Pride of Elkford
Elkford’s new administrative centre is a beautiful workplace and part of a developing community hub
As this magazine goes to press, the District staff in Elkford will be moving into a brand new “mountain modern” workplace. The just-finished District office was designed by architect Lukas Armstrong of Cover Architectural Collaborative Inc. in Nelson, B.C., and constructed by Scott Builders Inc. of Red Deer, Alberta.
“This is the kind of work that Cover Architecture really loves to do,” said Armstrong. “It’s a project that lends to the vibrancy and growth of the community. We like to keep the money local, create employment opportunities for local contractors and labour, and create buildings and projects that are sensitive to the local context.
“The village is interested in creating good public space and expressing that Elkford is more than just a resource town. It’s a place where people can make their homes and their lives.”
Ron Brouwers of Scott Builders was the site supervisor for the project. “I thought it was an excellent project—one of the better ones I’ve done just because of the people I got to deal with,” he said. “The town, the contractors and the labour—everybody was really helpful.

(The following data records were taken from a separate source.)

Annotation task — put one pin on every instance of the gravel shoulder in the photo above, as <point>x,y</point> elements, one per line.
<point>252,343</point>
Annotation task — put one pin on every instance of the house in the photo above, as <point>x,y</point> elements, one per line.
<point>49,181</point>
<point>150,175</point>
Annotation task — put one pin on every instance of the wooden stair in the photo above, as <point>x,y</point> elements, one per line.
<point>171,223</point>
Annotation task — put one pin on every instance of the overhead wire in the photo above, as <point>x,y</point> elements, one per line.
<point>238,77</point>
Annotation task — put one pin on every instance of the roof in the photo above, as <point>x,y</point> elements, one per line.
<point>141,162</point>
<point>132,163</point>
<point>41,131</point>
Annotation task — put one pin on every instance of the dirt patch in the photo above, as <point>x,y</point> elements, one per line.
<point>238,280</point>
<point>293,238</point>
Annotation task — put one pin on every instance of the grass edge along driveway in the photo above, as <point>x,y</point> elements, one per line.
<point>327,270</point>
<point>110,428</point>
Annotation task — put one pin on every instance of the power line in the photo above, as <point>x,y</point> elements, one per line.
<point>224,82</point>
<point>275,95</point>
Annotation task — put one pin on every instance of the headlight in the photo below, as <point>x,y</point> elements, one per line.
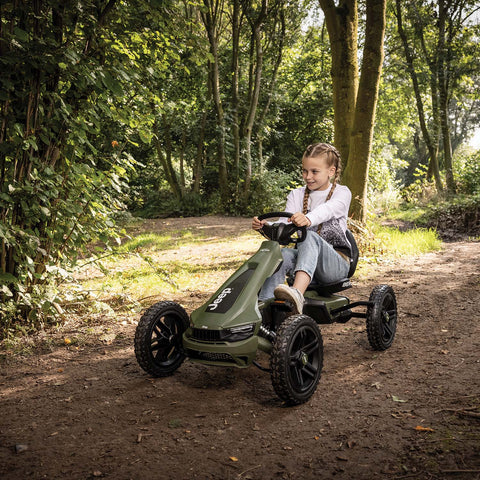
<point>236,334</point>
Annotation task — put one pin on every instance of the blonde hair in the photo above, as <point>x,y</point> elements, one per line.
<point>332,157</point>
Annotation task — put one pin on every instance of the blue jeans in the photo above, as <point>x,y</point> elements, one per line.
<point>314,256</point>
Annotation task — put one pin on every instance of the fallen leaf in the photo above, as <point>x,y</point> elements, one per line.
<point>419,428</point>
<point>19,448</point>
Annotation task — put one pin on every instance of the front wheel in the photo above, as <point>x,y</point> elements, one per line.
<point>158,338</point>
<point>297,359</point>
<point>382,317</point>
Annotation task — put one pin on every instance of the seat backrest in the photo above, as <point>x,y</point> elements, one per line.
<point>355,253</point>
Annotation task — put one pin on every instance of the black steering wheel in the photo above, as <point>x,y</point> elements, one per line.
<point>282,232</point>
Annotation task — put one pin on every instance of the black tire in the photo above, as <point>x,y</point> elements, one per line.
<point>382,317</point>
<point>297,359</point>
<point>158,338</point>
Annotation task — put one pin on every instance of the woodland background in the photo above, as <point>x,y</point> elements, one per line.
<point>156,108</point>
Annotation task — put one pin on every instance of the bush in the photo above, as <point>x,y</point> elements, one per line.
<point>269,191</point>
<point>468,174</point>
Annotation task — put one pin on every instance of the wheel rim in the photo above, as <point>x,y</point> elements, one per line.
<point>388,318</point>
<point>165,336</point>
<point>304,360</point>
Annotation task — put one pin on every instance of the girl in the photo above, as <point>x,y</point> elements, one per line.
<point>322,206</point>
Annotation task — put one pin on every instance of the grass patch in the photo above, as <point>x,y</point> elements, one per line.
<point>410,242</point>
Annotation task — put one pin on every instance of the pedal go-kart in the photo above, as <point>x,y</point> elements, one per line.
<point>234,325</point>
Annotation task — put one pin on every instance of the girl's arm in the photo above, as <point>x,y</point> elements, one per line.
<point>336,207</point>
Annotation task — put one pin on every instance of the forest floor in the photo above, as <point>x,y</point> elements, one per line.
<point>86,410</point>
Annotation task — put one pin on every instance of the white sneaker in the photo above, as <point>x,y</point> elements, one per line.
<point>284,292</point>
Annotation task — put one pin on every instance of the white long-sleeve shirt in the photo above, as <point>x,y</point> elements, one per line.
<point>318,210</point>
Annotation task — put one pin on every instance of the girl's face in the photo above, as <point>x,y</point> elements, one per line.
<point>317,173</point>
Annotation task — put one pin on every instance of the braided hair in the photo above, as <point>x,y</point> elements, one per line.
<point>332,157</point>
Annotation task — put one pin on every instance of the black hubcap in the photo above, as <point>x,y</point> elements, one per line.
<point>389,318</point>
<point>304,359</point>
<point>164,340</point>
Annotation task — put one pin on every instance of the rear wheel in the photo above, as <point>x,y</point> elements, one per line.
<point>297,359</point>
<point>382,317</point>
<point>158,338</point>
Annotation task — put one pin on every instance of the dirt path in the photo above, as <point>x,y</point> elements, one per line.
<point>89,411</point>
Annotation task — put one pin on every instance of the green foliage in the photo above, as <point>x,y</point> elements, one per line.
<point>467,173</point>
<point>458,215</point>
<point>61,177</point>
<point>269,191</point>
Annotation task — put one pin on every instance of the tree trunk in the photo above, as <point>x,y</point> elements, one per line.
<point>342,27</point>
<point>255,93</point>
<point>210,19</point>
<point>443,97</point>
<point>166,157</point>
<point>197,169</point>
<point>429,141</point>
<point>356,172</point>
<point>235,94</point>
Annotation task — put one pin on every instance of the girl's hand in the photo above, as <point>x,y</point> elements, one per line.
<point>257,224</point>
<point>300,220</point>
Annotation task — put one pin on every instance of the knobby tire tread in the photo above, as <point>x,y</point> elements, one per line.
<point>279,374</point>
<point>374,320</point>
<point>142,338</point>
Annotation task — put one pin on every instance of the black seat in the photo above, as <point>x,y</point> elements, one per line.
<point>328,289</point>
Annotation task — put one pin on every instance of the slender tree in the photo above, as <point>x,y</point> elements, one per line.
<point>355,95</point>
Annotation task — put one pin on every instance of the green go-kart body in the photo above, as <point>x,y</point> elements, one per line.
<point>233,326</point>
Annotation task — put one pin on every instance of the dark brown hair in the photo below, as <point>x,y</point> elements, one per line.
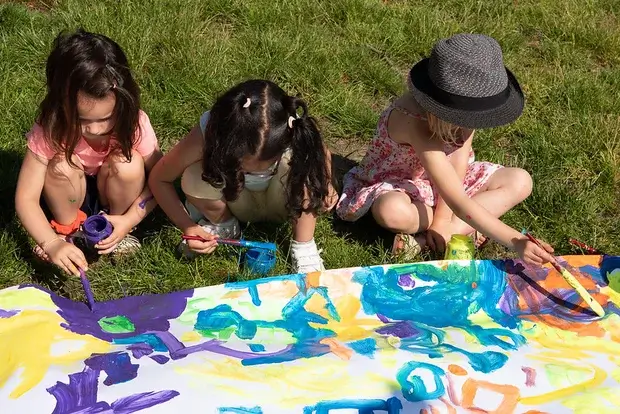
<point>262,130</point>
<point>95,65</point>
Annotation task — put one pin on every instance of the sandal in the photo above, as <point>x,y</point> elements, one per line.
<point>406,247</point>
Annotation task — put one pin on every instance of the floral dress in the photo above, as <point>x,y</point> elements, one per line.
<point>392,166</point>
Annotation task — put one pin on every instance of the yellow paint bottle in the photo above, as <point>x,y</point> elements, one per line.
<point>460,248</point>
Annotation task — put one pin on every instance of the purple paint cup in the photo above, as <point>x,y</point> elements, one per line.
<point>96,228</point>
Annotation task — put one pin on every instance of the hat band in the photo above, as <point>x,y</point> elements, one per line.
<point>468,103</point>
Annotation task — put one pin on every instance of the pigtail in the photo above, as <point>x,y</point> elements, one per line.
<point>308,178</point>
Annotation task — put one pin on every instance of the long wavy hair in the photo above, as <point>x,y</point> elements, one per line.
<point>235,130</point>
<point>94,65</point>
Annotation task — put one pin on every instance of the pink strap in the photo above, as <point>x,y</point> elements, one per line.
<point>409,113</point>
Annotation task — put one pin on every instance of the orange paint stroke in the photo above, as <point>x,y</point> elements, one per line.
<point>595,381</point>
<point>451,409</point>
<point>457,370</point>
<point>508,404</point>
<point>338,349</point>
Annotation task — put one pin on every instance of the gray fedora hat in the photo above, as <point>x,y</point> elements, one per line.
<point>464,82</point>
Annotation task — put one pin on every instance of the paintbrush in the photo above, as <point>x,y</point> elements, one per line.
<point>571,280</point>
<point>87,290</point>
<point>238,243</point>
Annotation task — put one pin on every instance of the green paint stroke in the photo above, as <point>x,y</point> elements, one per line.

It was a nice change to work with people in a small community, and I’d absolutely welcome working on more projects like this.”
“Elkford has been a leader in climate change awareness,” said Scott Beeching, director of planning and development services for the District of Elkford, “so it was particularly important to make the district office a green building.”
The district office is a Step Code 3 building, which is the highest possible step for a commercial building in the B.C. Energy Step Code. It will use 20 per cent less energy than a conventionally built structure of this type and size, and solar panels will provide 30 to 40 per cent of its required energy. Use of solar panels was enabled with funding from the Solar Now program through Clean Energy Canada and the North Growth Foundation, and from Columbia Basin Trust.
“This will be very good for our community pride,” said Beeching. “When council made its design choice, it considered the work environment for the District employees and the reaction of residents when they come into the building. The building shares a parking lot with the new Elkford Community Conference Centre, so there is a campus type of feeling.”
The building features timber beams and lots of natural light, and has doors, washrooms and lowered counters that are easily accessible to people of diverse ability levels.
“The mayor insisted that we have a water fountain and washrooms available to the public,” said Beeching, “and we have a quiet space at the front where people can get out of the weather and where we can meet with people away from the traffic flow.”
Thanks to a grant from the Union of B.C. Municipalities, the new office has a natural gas generator so that the building can be used as an emergency operations centre should the need arise.